Андрей же Львович Сулима был «Белым» петербургского отдела общества «Восстановления прав обездоленных», то есть председателем его.

10. Мнимая графиня Савищева

Охотясь на будущее наследство Саши Николаича, члены Общества восстановления прав обездоленных наткнулись и еще на одно наследство, которое могло быть спорным и обратившее на себя их жадные взоры. То было наследство графа Савищева. Последний обладал огромным состоянием, которое он нажил не совсем честным путем и оставил своим законным наследникам – своей жене Анне Петровне и сыну – Сергею Савищеву, приятелю Саши Николаича. Кроме них, у покойного графа Савищева других родственников не оставалось.

Младший брат покойного графа Савищева запутался в долгах и, желая их поправить, выдал туркам важные государственные документы. Он был обвинен в государственный измене, а затем, будучи лишенным чинов и орденов, был сослан и исчез без вести.

Его жена, потрясенная столь тяжелым несчастьем, преждевременно разрешилась от бремени девочкой и умерла при родах. Таким образом, новорожденная дочь графа Савищева-младшего с первого дня своего появления на свет оказалась круглой сиротой. Ее дядя, граф Савищев-старший и слышать не хотел о дочери своего опозоренного брата, и девочку отдали в воспитательный дом, где она и затерялась среди тысячи таких же обездоленных, зачастую записанных под одним и тем же именем. Точно так же под именем Марии была записана дочь графа Савищева-младшего. Все это было известно членам общества, и они задумали оттягать у настоящих и неоспоримых наследников графа Савищева-старшего в пользу его племянницы, заменив ее подставным лицом.

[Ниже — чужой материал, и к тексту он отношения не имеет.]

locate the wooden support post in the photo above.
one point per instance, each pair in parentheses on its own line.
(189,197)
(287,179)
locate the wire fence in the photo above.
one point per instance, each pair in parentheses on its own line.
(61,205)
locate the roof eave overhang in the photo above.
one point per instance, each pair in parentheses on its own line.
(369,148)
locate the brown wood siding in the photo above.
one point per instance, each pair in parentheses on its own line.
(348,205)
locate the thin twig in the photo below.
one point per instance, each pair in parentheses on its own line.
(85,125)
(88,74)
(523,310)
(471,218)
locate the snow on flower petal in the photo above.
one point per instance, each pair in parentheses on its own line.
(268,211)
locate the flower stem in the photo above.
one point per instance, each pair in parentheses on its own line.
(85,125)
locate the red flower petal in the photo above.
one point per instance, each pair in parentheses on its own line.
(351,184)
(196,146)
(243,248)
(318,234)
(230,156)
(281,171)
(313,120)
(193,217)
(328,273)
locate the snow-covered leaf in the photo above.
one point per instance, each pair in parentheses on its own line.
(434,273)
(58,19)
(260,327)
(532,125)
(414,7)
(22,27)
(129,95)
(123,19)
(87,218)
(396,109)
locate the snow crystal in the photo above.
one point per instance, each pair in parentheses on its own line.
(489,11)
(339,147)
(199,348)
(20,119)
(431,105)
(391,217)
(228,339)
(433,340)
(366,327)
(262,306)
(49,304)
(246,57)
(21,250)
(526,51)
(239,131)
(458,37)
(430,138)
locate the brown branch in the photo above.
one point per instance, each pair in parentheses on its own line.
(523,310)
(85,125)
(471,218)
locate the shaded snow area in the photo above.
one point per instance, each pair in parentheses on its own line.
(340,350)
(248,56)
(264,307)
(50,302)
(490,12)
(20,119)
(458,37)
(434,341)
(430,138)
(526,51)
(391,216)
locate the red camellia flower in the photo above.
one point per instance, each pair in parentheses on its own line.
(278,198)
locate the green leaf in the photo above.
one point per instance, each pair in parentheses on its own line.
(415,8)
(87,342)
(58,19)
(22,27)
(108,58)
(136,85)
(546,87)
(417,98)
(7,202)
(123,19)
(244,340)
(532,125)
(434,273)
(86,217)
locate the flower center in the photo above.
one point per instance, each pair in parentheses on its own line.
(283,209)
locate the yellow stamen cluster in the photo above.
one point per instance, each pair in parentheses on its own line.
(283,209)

Вскоре нашлось также и лицо такое. Крыжицкий, выслеживая Сашу Николаича, познакомился с его окружением и, узнав, что Беспалов взял свою воспитанницу Маню из воспитательного дома, сопоставил ее лета с датой смерти Савищевой-младшей и сразу же решил, что эта девушка вполне может пригодиться для выполнения их преступного плана, тем более что она и крещена была тем же именем, как и несчастная дочь Савищева-младшего. Привлечь Маню Беспалову к содействию этим замыслам обществу восстановления прав обездоленных было совсем нетрудно, так как она была девушка довольно легкомысленная и во что бы то ни стало стремилась выбиться из полной нищеты и зажить в роскоши и довольстве. Гораздо труднее было устранить от владения имуществом графа Савищева его законных наследников.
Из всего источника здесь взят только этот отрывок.